2. Respiratory depression may be pronounced if administered with an opioid, in patients with pulmonary disease or in debilitated patients.
4. Dosage and administration. See Table 12.1 for midazolam.
a. Incremental IV doses of diazepam (2.5 mg) or lorazepam (0.25 mg) may be used for sedation.
b. Appropriate oral doses are 5 to 10 mg of diazepam or 2 to 4 mg of lorazepam.
5. Adverse effects
a. Drug interactions. Administration of a benzodiazepine to a patient receiving the anticonvulsant valproate may precipitate a psychotic episode.
b. Pregnancy and labor
1. May be associated with a slightly increased risk of cleft lip and palate when administered during the first trimester.
2. Cross the placenta and may lead to CNS depression in the neonate.
c.

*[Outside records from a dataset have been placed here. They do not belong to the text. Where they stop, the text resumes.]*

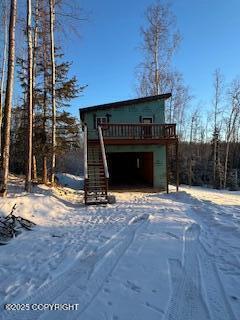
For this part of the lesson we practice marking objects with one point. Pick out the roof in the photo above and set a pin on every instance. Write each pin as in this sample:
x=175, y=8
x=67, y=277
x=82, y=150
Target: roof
x=125, y=103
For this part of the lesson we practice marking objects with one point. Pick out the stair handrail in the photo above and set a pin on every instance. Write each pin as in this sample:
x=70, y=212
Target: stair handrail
x=85, y=152
x=103, y=152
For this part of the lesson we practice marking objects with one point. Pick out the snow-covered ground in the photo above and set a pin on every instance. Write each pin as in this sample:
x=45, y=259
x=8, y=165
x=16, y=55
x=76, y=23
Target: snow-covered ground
x=149, y=256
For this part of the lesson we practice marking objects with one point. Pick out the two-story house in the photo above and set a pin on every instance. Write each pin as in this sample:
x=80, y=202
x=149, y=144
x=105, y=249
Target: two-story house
x=125, y=145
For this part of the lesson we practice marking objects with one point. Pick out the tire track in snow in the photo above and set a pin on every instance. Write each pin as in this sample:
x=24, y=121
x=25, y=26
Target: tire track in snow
x=219, y=305
x=187, y=302
x=72, y=285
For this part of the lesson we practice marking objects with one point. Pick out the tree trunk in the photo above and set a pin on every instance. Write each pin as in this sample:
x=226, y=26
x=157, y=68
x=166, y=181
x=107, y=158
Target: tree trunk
x=45, y=178
x=226, y=165
x=8, y=100
x=3, y=74
x=52, y=19
x=29, y=99
x=34, y=171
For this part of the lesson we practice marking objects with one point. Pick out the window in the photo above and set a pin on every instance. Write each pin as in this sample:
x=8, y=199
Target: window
x=100, y=120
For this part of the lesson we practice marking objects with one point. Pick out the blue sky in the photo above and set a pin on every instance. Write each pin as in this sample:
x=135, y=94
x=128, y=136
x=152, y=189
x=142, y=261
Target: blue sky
x=106, y=55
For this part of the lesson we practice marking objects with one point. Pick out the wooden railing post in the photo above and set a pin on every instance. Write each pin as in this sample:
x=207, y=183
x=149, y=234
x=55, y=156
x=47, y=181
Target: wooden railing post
x=103, y=153
x=139, y=130
x=85, y=149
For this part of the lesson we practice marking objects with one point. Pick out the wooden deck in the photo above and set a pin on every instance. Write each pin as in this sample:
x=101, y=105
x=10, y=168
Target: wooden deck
x=123, y=134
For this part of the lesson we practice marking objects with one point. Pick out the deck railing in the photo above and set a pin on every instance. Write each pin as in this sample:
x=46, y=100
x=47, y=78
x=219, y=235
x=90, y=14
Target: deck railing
x=138, y=131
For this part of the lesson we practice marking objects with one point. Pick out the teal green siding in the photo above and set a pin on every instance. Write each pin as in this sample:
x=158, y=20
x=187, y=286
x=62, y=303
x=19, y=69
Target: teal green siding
x=133, y=114
x=159, y=160
x=126, y=114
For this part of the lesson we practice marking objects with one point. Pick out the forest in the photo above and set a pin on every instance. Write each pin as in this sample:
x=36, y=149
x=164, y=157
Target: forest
x=40, y=136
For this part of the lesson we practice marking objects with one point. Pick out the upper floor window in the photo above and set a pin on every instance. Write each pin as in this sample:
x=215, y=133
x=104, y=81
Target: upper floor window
x=100, y=120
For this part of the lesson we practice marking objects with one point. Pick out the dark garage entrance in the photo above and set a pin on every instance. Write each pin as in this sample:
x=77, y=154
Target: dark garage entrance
x=130, y=169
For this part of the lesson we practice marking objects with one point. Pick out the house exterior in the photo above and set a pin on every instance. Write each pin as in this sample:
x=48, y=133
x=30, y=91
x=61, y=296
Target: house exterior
x=130, y=139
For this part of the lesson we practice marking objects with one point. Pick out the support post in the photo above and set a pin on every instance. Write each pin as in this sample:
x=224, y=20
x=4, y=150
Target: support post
x=167, y=178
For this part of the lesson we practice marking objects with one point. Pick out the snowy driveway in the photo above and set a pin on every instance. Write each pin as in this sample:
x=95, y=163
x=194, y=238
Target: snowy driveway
x=152, y=256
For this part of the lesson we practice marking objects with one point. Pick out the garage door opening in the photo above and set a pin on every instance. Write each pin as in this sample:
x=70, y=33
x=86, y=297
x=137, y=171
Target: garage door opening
x=130, y=169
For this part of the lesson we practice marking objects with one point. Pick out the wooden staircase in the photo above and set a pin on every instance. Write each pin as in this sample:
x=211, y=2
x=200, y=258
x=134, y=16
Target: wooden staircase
x=96, y=171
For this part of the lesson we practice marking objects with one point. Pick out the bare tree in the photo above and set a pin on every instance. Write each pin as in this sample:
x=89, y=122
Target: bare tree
x=29, y=98
x=8, y=100
x=231, y=121
x=52, y=21
x=160, y=40
x=218, y=92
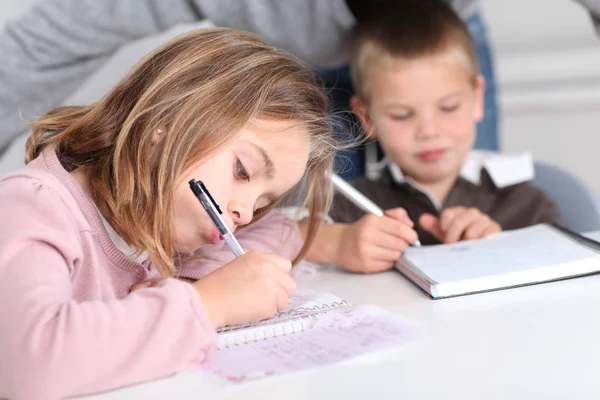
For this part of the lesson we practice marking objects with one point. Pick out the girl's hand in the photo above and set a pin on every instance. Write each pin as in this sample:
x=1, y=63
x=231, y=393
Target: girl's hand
x=373, y=244
x=250, y=288
x=459, y=223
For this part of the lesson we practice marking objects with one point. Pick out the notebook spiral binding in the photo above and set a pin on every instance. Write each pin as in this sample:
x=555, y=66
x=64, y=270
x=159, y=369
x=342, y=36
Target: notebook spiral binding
x=236, y=335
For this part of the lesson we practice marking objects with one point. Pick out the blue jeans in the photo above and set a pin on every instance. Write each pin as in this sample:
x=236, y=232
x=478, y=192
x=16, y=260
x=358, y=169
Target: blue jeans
x=350, y=164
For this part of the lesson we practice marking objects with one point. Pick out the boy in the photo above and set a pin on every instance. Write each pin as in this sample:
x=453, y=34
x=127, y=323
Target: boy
x=419, y=93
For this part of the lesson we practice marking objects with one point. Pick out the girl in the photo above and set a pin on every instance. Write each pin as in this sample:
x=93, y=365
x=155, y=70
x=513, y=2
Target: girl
x=104, y=204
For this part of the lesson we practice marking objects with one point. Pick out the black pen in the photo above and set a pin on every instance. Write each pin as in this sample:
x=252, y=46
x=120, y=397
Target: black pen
x=213, y=210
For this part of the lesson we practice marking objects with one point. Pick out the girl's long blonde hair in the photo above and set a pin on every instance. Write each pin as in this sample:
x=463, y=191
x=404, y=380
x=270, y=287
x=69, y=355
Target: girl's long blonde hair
x=200, y=88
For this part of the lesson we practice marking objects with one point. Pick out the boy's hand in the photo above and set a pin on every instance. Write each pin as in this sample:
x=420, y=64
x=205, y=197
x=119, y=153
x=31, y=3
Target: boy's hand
x=459, y=223
x=373, y=244
x=249, y=288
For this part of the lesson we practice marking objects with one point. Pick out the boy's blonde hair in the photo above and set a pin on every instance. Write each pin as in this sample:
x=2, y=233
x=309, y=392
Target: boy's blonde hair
x=397, y=31
x=200, y=88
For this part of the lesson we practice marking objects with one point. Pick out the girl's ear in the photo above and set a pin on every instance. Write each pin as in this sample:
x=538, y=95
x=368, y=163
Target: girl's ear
x=360, y=110
x=479, y=98
x=157, y=136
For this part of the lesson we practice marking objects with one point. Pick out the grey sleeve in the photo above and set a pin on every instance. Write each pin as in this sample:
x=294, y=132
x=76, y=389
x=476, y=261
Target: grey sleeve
x=593, y=6
x=53, y=48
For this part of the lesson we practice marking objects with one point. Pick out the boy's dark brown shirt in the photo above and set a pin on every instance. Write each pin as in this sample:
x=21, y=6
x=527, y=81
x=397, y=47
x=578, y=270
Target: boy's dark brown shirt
x=512, y=207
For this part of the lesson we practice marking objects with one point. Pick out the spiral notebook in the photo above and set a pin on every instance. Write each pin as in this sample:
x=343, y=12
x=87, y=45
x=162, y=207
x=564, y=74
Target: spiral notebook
x=316, y=329
x=527, y=256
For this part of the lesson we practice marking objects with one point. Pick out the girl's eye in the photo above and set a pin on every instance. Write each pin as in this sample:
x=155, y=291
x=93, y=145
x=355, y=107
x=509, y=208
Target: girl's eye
x=450, y=108
x=400, y=117
x=240, y=172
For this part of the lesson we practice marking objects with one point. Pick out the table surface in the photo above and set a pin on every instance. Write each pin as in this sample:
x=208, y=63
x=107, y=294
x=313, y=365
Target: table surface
x=539, y=341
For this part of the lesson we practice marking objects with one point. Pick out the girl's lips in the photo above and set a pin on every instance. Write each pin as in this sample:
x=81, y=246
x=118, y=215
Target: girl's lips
x=431, y=155
x=215, y=236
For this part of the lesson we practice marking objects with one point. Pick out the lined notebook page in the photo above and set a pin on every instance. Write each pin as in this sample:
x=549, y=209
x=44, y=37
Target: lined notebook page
x=336, y=336
x=300, y=314
x=512, y=251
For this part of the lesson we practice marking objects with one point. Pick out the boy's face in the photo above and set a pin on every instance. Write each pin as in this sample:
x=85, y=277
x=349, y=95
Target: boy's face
x=424, y=113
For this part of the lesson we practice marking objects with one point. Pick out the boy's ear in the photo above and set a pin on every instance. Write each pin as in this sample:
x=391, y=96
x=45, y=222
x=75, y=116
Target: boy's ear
x=479, y=98
x=157, y=136
x=360, y=110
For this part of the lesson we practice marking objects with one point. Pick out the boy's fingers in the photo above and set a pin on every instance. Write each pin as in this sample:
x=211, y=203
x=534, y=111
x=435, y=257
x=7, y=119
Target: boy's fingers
x=432, y=225
x=449, y=215
x=459, y=225
x=477, y=229
x=399, y=214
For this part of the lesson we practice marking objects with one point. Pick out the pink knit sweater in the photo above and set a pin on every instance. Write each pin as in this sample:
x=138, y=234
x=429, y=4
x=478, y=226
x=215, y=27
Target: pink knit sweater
x=68, y=324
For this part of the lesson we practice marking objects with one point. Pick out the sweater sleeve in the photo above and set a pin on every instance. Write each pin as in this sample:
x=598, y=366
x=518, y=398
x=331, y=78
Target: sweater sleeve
x=54, y=47
x=52, y=345
x=274, y=234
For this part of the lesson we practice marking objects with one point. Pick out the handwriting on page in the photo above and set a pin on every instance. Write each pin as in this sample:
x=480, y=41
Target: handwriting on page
x=337, y=335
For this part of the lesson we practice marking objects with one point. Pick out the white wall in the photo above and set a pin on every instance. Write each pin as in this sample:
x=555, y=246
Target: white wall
x=12, y=9
x=548, y=65
x=548, y=62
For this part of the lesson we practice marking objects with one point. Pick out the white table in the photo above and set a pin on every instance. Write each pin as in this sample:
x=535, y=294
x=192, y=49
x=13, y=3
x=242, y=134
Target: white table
x=534, y=342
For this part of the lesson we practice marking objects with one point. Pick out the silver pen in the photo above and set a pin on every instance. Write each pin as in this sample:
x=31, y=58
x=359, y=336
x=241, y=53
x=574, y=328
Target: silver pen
x=359, y=199
x=213, y=210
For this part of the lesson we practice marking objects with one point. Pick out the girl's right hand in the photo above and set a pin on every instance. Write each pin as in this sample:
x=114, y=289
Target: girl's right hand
x=250, y=288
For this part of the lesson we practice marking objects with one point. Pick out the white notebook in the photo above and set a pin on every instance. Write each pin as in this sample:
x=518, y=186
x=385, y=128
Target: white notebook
x=536, y=254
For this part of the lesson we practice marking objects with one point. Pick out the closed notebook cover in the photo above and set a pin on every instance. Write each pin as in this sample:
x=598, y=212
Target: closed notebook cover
x=526, y=256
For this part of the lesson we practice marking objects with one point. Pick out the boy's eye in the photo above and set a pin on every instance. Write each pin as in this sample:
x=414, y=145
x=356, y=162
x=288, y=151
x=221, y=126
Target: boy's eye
x=240, y=172
x=450, y=108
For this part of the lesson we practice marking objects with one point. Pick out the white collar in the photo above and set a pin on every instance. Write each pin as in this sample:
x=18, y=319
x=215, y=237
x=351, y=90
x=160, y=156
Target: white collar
x=504, y=169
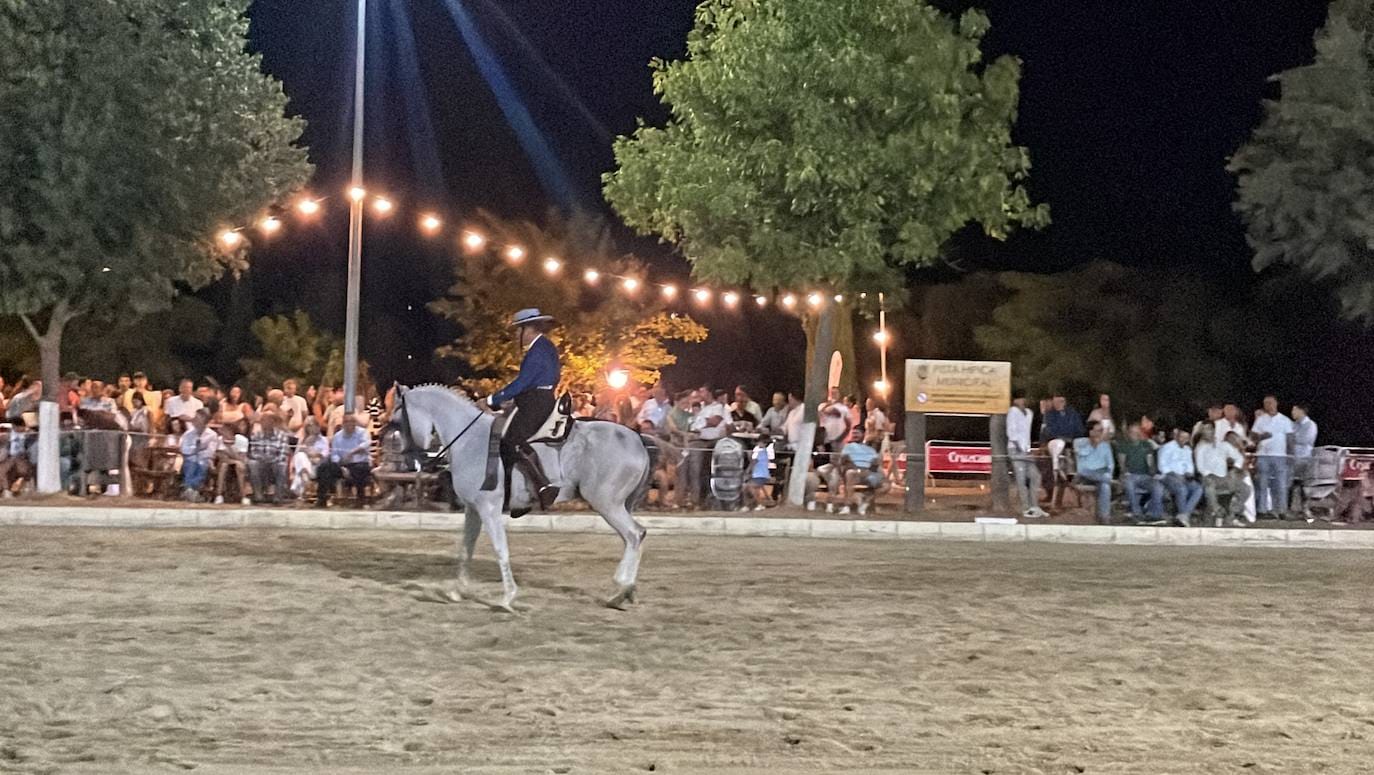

Superficial thrombophlebitis and injection pain may be produced by the vehicles in diazepam and lorazepam.
6. Flumazenil (imidazobenzodiazepine) is a competitive antagonist at the benzodiazepine binding site of GABAA receptors in the CNS.
a. Reversal of benzodiazepine-induced sedative effects occurs within 2 minutes; peak effects occur at approximately 10 minutes. Does not completely antagonize the respiratory depressant effects of benzodiazepines.
b. Half-life is shorter than the benzodiazepine agonists, so repeated administration may be necessary.
c. Metabolized to inactive metabolites in the liver.
d. Dose. 0.3 mg IV every 30 to 60 seconds (to a maximum dose of 5 mg).
e. Contraindicated in patients with tricyclic antidepressant (TCA) overdose (thought to be the unmasking of TCA-induced seizure activity) and in those receiving benzodiazepines for the control of seizures or elevated ICP. Use cautiously in patients who have had long-term treatment with benzodiazepines because acute withdrawal may be precipitated.
D. Etomidate is a sedative-hypnotic agent most commonly used for IV induction of general anesthesia. It is supplied in a solution containing 35% of propylene glycol.
1. Mode of action. Facilitates inhibitory neurotransmission by enhancing GABAA receptor function.
2. Pharmacokinetics
a. After an induction dose, times to loss of consciousness and return of consciousness are similar to that for propofol. Effects of a single bolus dose are terminated by redistribution.